O yüzden bu satırlar, iddialı bir akademik çalışma değil bedel ödeyen insanlara duyulan bir saygının, bir vefanın ifadesidir. Nesimi, diri diri derisi yüzülerek öldürüldü; ama ne fikri ne de şiiri öldürülebildi. Bu yüce insanların inandıkları dava uğruna ölümü göze almaları çok erdemli bir davranıştır. Nesimilerin, Hallacı Mansurların, Pir Sultanların, Deniz Gezmiş ve arkadaşlarının, Bahriye Üçokların, Turan Dursunların… anıları önünde saygı ile eğiliyorum, ruhları şad olsun…
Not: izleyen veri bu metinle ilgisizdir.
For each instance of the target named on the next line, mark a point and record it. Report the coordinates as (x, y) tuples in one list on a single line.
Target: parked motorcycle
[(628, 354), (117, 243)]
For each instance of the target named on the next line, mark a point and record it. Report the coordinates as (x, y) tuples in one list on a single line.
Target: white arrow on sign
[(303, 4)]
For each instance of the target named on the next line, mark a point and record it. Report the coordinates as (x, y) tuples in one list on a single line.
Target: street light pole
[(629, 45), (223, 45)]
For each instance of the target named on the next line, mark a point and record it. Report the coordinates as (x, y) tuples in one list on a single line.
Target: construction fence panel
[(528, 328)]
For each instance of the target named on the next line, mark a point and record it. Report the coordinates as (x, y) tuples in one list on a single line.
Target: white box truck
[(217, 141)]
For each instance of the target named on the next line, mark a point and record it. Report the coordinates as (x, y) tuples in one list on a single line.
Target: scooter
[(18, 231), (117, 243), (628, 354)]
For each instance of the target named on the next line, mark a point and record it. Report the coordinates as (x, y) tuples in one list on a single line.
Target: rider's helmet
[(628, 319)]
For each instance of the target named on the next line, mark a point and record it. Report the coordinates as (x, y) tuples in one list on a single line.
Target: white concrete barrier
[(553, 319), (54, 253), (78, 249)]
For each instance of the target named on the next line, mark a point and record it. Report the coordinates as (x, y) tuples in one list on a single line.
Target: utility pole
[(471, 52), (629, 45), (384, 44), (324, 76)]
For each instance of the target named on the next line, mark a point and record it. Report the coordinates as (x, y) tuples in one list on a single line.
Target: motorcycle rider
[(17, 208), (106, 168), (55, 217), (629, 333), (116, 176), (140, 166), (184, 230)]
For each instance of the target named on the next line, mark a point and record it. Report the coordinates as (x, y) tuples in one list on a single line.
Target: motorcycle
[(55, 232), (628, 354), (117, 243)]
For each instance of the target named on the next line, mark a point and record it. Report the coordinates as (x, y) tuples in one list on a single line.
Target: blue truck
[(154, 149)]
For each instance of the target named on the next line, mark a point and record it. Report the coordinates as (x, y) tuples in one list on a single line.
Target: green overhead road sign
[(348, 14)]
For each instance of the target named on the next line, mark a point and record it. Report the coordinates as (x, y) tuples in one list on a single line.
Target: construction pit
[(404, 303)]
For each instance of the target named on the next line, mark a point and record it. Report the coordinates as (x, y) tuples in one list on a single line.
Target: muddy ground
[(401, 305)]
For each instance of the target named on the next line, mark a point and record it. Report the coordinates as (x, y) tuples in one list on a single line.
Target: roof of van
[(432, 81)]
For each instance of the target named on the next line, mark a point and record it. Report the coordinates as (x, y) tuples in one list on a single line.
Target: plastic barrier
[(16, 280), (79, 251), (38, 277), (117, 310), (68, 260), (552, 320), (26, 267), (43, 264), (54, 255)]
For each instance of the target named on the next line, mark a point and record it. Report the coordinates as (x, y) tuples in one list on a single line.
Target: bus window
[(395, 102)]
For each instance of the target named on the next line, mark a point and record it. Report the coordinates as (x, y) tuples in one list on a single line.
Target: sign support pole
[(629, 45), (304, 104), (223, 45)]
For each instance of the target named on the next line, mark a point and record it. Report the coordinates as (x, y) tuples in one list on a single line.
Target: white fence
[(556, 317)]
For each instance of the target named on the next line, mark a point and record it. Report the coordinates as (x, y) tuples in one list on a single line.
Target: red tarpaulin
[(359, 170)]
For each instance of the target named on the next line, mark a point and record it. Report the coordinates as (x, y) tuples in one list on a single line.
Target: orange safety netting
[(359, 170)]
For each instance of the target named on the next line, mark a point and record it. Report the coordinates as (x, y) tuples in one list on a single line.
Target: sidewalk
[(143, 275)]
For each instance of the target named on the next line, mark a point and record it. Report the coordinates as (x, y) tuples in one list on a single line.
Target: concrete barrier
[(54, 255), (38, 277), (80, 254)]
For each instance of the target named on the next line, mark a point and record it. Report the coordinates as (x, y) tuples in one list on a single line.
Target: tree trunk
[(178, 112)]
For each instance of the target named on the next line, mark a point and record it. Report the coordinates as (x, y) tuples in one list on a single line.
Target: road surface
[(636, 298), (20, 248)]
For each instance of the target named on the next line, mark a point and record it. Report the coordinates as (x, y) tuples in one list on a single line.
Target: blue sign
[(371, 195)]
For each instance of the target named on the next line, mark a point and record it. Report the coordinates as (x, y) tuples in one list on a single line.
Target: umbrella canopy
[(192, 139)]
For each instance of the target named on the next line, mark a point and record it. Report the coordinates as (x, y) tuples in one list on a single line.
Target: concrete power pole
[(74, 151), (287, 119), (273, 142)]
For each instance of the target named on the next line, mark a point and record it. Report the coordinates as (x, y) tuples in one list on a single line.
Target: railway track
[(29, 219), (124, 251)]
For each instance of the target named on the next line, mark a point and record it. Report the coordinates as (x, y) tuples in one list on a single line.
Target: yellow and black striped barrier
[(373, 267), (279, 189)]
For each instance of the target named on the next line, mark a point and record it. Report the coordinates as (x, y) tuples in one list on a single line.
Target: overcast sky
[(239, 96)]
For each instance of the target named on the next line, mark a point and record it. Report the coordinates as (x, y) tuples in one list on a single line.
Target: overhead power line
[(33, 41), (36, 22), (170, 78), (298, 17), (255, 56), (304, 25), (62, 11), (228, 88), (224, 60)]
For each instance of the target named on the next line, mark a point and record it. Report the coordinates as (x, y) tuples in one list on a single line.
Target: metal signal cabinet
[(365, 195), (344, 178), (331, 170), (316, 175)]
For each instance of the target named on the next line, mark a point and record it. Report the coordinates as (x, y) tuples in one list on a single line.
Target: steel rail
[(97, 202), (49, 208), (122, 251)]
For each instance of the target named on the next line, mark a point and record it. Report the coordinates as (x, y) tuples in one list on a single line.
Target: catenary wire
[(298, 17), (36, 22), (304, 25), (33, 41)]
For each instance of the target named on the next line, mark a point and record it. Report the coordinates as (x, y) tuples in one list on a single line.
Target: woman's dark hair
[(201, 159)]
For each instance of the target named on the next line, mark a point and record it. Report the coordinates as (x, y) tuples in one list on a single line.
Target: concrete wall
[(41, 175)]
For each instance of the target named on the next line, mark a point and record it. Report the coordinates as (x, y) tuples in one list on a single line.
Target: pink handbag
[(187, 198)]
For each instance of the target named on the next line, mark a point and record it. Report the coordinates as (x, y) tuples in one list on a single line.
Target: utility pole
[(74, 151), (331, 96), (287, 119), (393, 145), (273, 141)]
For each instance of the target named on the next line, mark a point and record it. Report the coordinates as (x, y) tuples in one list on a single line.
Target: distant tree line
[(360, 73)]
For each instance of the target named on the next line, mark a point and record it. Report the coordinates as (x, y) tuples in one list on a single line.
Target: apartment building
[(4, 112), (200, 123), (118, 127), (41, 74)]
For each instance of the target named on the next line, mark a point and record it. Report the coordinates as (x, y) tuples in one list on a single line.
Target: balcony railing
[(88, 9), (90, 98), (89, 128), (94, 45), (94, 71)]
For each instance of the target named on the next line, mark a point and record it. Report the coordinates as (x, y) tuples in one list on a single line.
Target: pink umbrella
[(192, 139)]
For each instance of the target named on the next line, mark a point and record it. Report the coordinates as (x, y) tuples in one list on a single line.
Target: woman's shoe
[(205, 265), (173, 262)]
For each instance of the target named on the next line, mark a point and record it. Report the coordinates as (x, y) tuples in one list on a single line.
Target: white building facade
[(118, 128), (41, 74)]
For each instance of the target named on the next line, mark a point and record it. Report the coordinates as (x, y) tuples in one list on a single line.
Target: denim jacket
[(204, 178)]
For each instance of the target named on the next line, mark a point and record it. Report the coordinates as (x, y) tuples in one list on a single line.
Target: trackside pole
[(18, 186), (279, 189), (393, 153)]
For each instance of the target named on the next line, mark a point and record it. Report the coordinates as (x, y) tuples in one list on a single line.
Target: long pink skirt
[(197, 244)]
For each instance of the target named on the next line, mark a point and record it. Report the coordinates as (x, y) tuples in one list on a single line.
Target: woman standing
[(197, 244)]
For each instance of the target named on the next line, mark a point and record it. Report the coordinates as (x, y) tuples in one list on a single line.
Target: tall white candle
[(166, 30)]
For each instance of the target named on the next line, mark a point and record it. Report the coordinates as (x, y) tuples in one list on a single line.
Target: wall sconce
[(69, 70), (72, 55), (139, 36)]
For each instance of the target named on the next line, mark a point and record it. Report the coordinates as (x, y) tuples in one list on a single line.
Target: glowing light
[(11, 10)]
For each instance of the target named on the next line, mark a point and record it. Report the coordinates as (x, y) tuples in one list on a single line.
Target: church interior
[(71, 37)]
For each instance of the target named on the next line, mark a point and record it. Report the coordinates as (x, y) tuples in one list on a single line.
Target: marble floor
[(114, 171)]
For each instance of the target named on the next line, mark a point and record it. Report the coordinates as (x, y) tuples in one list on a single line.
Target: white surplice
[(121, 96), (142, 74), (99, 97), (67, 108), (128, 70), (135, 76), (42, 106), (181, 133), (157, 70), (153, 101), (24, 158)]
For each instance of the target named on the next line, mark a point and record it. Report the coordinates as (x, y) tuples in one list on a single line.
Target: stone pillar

Nesimi hakkında yazmak nereden aklıma geldi, onu da söyleyeyim. Nesimi hakkında yazmak zor iştir biliyorum; çünkü onun hayatına dair bilgiler hem azdır hem menkıbelerin arasında kaybolmuştur. Bununla birlikte beni öteden beri etkileyen ortak bir damar vardır: Düşüncesi uğruna bedel ödeyen insanlara, Nesimilere... duruşuna duyduğum saygı ve hayranlık beni kalemi elime almaya mecbur bıraktı. Bu yüzden -dediğim gibi- ortaya çıkacak metnin akademik iddiası yoktur, bu daha çok bir vefa borcudur.



Nesimi üzerine yazılmış yazıları, çekilmiş videoları ve filmi izledikten sonra zihnimde biriken düşünceler ete kemiğe büründü. Böylece bu satırlar doğdu.

 

Seyit Nesimi, 14. yüzyılın sonu ile 15. yüzyılın başında yaşamış Hurufi bir düşünürdür. Doğduğu yer kesin belli değildir. Şirvan diyen vardır, Şiraz diyen vardır; Tebriz diyenler de az değildir. Irak’ta “Nesim” diye bir yerden söz edenler olsa da araştırmacılar böyle bir yer olmadığını belirtir. Osmanlı tezkirecisi Âşık Çelebi ise onun Diyarbakır’da doğduğunu yazar. Bu bilgi karmaşası boşuna değildir, hem dönemin siyasi yapısı hem Nesimi’nin muhalif kişiliği onun hakkında kayıt tutulmasını zorlaştırmıştır.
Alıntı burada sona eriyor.